By SpaceZE News Publisher on Thursday, 16 October 2025
Category: Universe Today

Research on Previously Unexamined Apollo 17 Moon Rocks Reveals Exotic Sulfur

When the Apollo astronauts explored the Moon from 1969 to 1972, they left behind several science experiments designed to measure the Moon's magnetic field, seismic activity, and environment. Each mission also returned with samples of rock and soil (regolith), the analysis of which revealed a wealth of information about the Moon's composition. For instance, the rocks showed that the Earth and Moon had similar structures and compositions, leading to the widely accepted theory that the Moon formed 4.5 billion years ago when a Mars-sized object (Theia) impacted primordial Earth (known as the Giant Impact Hypothesis).

This impact turned both bodies into molten rock that slowly coalesced to form the Earth-Moon system, which eventually settled into their current orbits. However, one sample of rocks returned by the Apollo 17 mission was carefully sealed and stored so that future research, using more sophisticated instruments, could lead to new discoveries.

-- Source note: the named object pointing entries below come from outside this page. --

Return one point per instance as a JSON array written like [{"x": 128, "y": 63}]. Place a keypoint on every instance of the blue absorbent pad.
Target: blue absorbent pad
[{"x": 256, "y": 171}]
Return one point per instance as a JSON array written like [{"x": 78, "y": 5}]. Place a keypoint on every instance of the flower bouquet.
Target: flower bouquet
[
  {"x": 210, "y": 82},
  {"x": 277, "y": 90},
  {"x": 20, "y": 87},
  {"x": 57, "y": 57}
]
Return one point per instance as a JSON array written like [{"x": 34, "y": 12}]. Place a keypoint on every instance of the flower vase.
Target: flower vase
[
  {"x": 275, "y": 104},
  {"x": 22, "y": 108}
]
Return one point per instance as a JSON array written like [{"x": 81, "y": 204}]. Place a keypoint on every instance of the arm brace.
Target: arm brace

In a recent study, a research team led by Brown University has provided the first look at these samples, which showed surprising traces of sulfur compounds that were highly depleted of a particular radioactively stable sulfur isotope - sulfur-33 (33S).

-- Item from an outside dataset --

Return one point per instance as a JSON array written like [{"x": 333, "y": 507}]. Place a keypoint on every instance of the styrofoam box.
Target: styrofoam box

The research was led by James W. Dottin III, an assistant professor from Brown University's Department of Earth, Environmental and Planetary Sciences, with support from the Lunar Structure, COmposition and Processes for Exploration (LunaSCOPE) program, Brown's lunar science research consortium. He and his team were joined by researchers from the Institute of Meteoritics (IOM) at the University of New Mexico and the Woods Hole Oceanographic Institution (WHOI). Their research is described in a paper published in the Journal of Geophysical Research: Planets (JGR: Planets).

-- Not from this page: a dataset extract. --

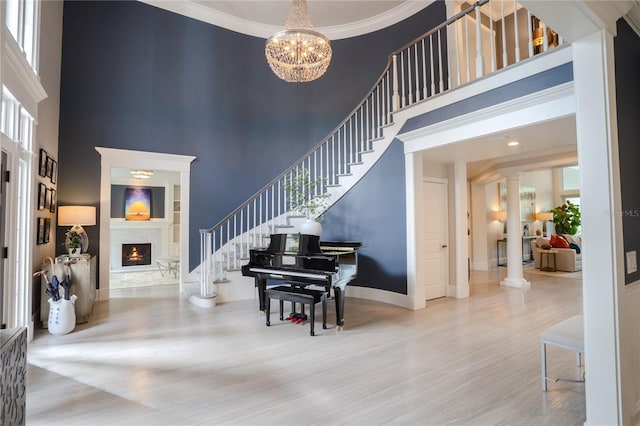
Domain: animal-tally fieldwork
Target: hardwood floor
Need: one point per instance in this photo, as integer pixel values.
(148, 357)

When geologists examine rock samples, they will look for subtle variations in the weight of certain elements, known as isotope ratios. When two samples have the same ratios, it is a strong indication that they came from the same source. The examination of the Apollo rock samples has revealed broad similarities with Earth rocks, including elements such as silica, iron, and oxygen isotopes. As Dottin explained in a Brown University press release, it has long been assumed that the same would be true where sulfur isotopes are concerned:

Before this, it was thought that the lunar mantle had the same sulfur isotope composition as Earth. That's what I expected to see when analyzing these samples, but instead we saw values that are very different from anything we find on Earth.

The samples Dottin and his team analyzed were taken from a double drive tube, a hollow metal cylinder used by Apollo 17 astronauts Gene Cernan and Harrison Schmitt to retrieve samples from the Moon's Taurus Littrow region in 1972. Unlike other samples that have been studied for decades, this tube was sealed in a helium chamber for future analysis under a NASA program called Apollo Next Generation Sample Analysis (ANGSA), of which Dottin and several co-authors are members. These samples were unsealed a few years ago and made available to academic institutions for analysis through a competitive application process.

As part of their application, Dottin and his team proposed analyzing sulfur isotopes in the Apollo 17 samples using secondary ion mass spectrometry, a form of surface analysis that uses an ion beam to erode material, creating secondary ions that are analyzed with a mass spectrometer. Dottin and his team employed this highly precise method to analyze specific samples from the drive tube that appeared to be mantle-driven volcanic rock. To their surprise, the team found that the ratios for 33S in these samples varied dramatically from those on Earth.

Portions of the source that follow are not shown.